To minimize silicon area, the architecture shares a single 32-bit unsigned division core that expects strictly non-negative magnitudes. Signed operations are supported by wrapping the core with low-overhead, conditional pre-processing and post-processing mathematical negation blocks.

Signal Interfaces

Input Ports

dataA (32-bit): Dividend input bus.
dataB (32-bit): Divisor input bus.
sel (3-bit): Control bus mapped directly from the instruction's funct3 fields.

Output Ports

out (32-bit): The final calculated result, routed to the CPU register file.

Control Mapping (`sel` / `funct3`)

The module uses the 3-bit sel bus to decode the exact operation and coordinate both the pre/post-processing stages and the final output selection multiplexer.

`sel` (`funct3`)	Instruction	Operation Type	Pre/Post-Correction	Output Mux Source
`3'b100`	`div`	Signed Division	Enabled	Corrected Quotient
`3'b101`	`divu`	Unsigned Division	Bypassed	Raw Core Quotient
`3'b110`	`rem`	Signed Remainder	Enabled	Corrected Remainder
`3'b111`	`remu`	Unsigned Remainder	Bypassed	Raw Core Remainder

Architectural Pipeline

Because integer division is non-linear, the two's complement representation of negative numbers cannot be easily corrected after a raw unsigned division. The division pipeline uses a three-stage topology:

1. Pre-Processing Stage (Sign Stripping)

Before entering the unsigned division core, negative signed inputs must be converted into absolute positive magnitudes.
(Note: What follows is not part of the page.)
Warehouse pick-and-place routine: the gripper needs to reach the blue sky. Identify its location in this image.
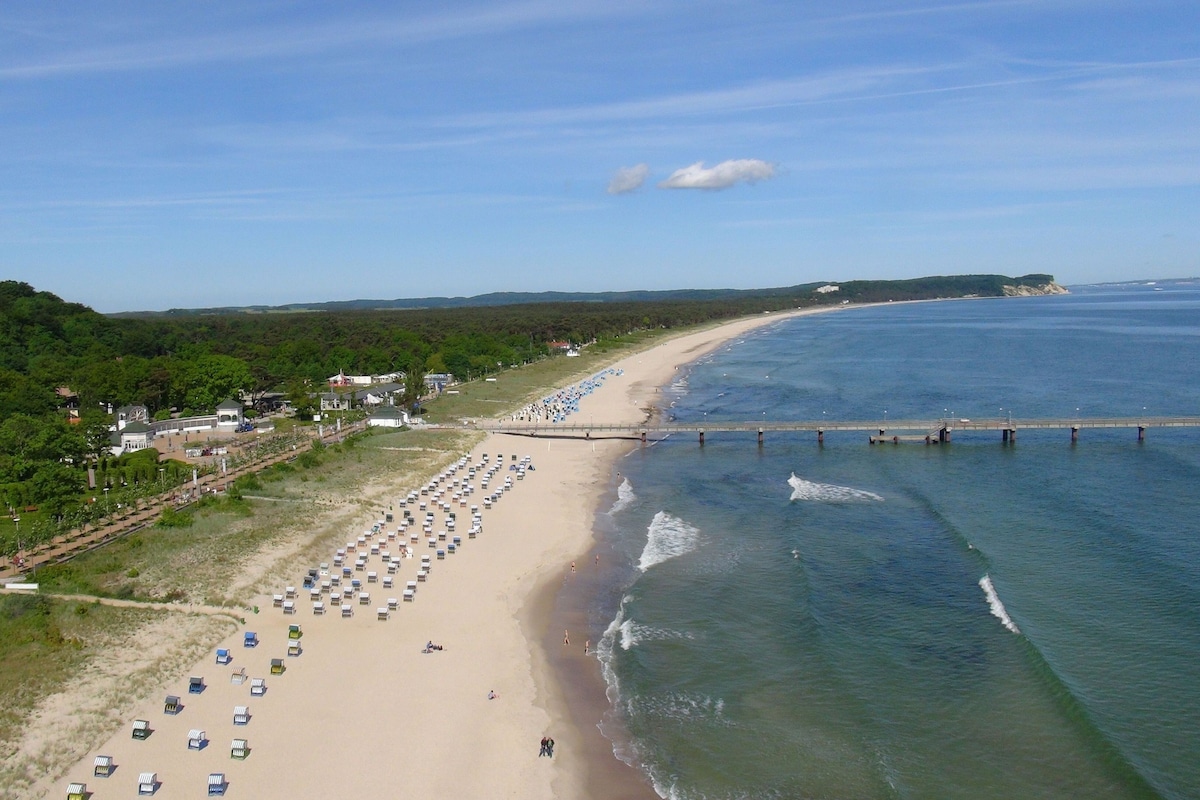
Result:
[0,0,1200,312]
This is achieved using a conditional two's complement negation block for each input.

The architecture implements negation by performing a bitwise Exclusive-OR (XOR) with a sign-extended mask and adding the sign bit via the adder's carry-in:

\[\text{Core Input} = 0 + (\text{Data} \oplus \text{signExt}) + \text{sign}\]
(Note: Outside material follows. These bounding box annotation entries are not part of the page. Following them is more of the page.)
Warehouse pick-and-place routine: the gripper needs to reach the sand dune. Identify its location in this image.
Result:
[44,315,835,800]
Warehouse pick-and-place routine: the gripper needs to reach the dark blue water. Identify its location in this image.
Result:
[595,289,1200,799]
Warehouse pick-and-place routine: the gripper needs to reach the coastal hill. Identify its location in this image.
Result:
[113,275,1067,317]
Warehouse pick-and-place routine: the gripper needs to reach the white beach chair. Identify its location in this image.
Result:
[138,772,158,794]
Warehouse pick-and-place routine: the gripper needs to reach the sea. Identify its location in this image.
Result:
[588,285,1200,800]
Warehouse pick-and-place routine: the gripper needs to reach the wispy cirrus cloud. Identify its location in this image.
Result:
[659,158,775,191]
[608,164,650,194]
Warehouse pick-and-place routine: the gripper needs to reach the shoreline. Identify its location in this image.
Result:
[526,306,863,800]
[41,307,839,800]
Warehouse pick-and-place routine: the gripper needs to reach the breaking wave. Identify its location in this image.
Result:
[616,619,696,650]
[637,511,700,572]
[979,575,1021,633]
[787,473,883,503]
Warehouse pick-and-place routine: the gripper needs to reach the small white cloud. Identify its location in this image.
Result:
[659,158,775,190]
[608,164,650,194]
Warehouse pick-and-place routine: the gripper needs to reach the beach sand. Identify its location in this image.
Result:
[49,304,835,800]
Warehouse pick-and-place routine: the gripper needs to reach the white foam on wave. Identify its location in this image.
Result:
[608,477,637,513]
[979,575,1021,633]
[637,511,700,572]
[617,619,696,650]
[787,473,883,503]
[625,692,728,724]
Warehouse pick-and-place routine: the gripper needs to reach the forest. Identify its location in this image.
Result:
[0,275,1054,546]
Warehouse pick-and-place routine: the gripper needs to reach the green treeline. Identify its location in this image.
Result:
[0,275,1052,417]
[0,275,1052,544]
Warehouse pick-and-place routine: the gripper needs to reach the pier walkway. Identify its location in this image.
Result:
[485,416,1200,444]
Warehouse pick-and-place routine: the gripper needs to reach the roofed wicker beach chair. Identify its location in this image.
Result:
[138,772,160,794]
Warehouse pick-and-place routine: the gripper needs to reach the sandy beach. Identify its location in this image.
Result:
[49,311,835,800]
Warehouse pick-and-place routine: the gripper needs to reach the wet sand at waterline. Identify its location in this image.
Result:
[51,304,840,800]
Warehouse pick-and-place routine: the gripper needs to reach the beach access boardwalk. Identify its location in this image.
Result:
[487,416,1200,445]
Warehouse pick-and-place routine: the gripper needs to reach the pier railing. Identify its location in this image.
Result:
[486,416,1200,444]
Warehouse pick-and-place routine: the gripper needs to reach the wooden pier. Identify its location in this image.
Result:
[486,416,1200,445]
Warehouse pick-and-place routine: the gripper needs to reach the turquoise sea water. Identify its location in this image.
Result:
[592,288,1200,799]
Dividend Pre-Correction (dataA):
signA = dataA[31]
signAExt = Replicated signA across a 32-bit bus.
Vector fed to core: dataA_pos = 32'h0 + (dataA ^ signAExt) + signA
Divisor Pre-Correction (dataB):
signB = dataB[31]
signBExt = Replicated signB across a 32-bit bus.
Vector fed to core: dataB_pos = 32'h0 + (dataB ^ signBExt) + signB

Note: For divu and remu, the control logic forces signAExt and signBExt to zero and drops the carry-in, passing the raw inputs directly to the core.

2. Unsigned Division Core

The shared core takes dataA_pos and dataB_pos and processes the division over its fixed or variable execution cycles. It drops out two positive 32-bit results simultaneously:

unsigned_quotient
unsigned_remainder

3. Post-Processing Stage (Sign Restoration)

Once the core finishes execution, the output values pass through a final layer of conditional negation adders to apply the signed representation attributes required by the RISC-V ISA specification.
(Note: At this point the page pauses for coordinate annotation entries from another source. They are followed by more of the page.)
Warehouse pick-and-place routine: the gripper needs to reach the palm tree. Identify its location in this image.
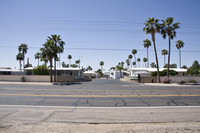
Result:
[68,55,72,67]
[35,52,41,66]
[161,49,168,66]
[126,59,130,70]
[86,66,92,71]
[132,49,137,66]
[143,57,148,68]
[161,17,180,78]
[99,61,104,72]
[75,60,81,68]
[18,43,28,69]
[176,40,184,68]
[16,53,24,70]
[40,40,55,82]
[40,54,48,67]
[128,54,133,67]
[150,62,157,68]
[48,34,65,82]
[137,58,140,67]
[116,61,124,78]
[133,61,136,66]
[143,18,160,83]
[143,39,151,68]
Quotient Correction (`div`)

The quotient must be negative if, and only if, the signs of the two original inputs differ.

Control Signal (signQ): Evaluated via a bitwise XOR of the input sign bits: $$\text{signQ} = \text{signA} \oplus \text{signB}$$
Correction Matrix: signQExt is generated from signQ. The final signed quotient is calculated as: $$\text{Final Quotient} = 32'h0 + (\text{unsigned\_quotient} \oplus \text{signQExt}) + \text{signQ}$$

Remainder Correction (`rem`)

Per the RISC-V standard, the remainder must always inherit the sign of the original dividend (dataA), completely independent of the divisor's sign.

Control Signal (signR): Inherited directly from the dividend sign: $$\text{signR} = \text{signA}$$
Correction Matrix: signRExt (which is identical to signAExt) is used to mask the remainder. The final signed remainder is calculated as: $$\text{Final Remainder} = 32'h0 + (\text{unsigned\_remainder} \oplus \text{signRExt}) + \text{signR}$$

Output Interconnection & Multiplexing

The results of the post-processing stages and raw unsigned outputs feed into the final execution mux layer. Based on the 3-bit sel signal, the correct 32-bit slice is driven onto the shared execution unit output bus, ensuring a uniform timing loop across both the multiplication and division routines.